Clinical Development of VIR-5818, VIR-5500, and VIR-5525
VIR-5818, a dual-masked HER2-targeted T-cell engager, is currently in a Phase 1 basket study. This study evaluates VIR-5818 as a monotherapy and in combination with pembrolizumab across multiple tumor types, including metastatic breast cancer and metastatic colorectal cancer. Initial clinical data is anticipated in the first quarter of 2025.
VIR-5500, a dual-masked PSMA-directed T-cell engager, is undergoing a Phase 1 dose escalation study. The study aims to assess the safety profile and determine optimal dose levels for future development in metastatic castration-resistant prostate cancer. Initial clinical data is expected in the first quarter of 2025.

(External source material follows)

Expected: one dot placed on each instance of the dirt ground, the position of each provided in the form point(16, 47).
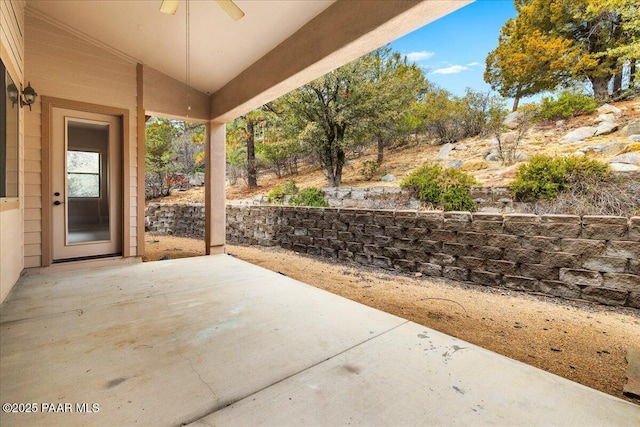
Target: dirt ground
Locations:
point(583, 342)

VIR-5525, a dual-masked EGFR-targeted T-cell engager, has received Investigational New Drug (IND) application clearance from the U.S. FDA. A Phase 1 basket study is planned to commence in the first quarter of 2025, targeting patients with solid tumor indications of high unmet need, such as metastatic head and neck squamous cell carcinoma, metastatic adenocarcinoma, squamous non-small cell lung cancer, and metastatic colorectal cancer.
Strategic Shift and Financial Update
In August 2024, Vir Biotechnology announced an exclusive worldwide license agreement with Sanofi for three clinical-stage masked T-cell engagers. This agreement includes exclusive use of the PRO-XTEN™ masking platform for oncology and infectious diseases. Key employees from Sanofi with expertise in TCEs and the PRO-XTEN™ platform have joined Vir following the agreement's closing on September 9, 2024.
Vir Biotechnology has updated its operating expense guidance for the full year 2024, projecting GAAP operating expenses between $660 million and $680 million. This includes a $103 million upfront payment to Sanofi recognized as R&D expense in the third quarter of 2024.
Marianne De Backer, M.Sc., Ph.D., MBA, Chief Executive Officer of Vir Biotechnology, stated, "This quarter was transformational for Vir. We have bolstered our clinical pipeline with three potential best-in-class dual-masked T-cell engagers in oncology, and have sharpened our focus within infectious diseases to the areas where we believe we can make the most significant impact for patients."
Vir Biotechnology's strategic focus on oncology and infectious diseases, combined with its advancements in dual-masked T-cell engager technology, positions the company to address significant unmet needs in cancer treatment.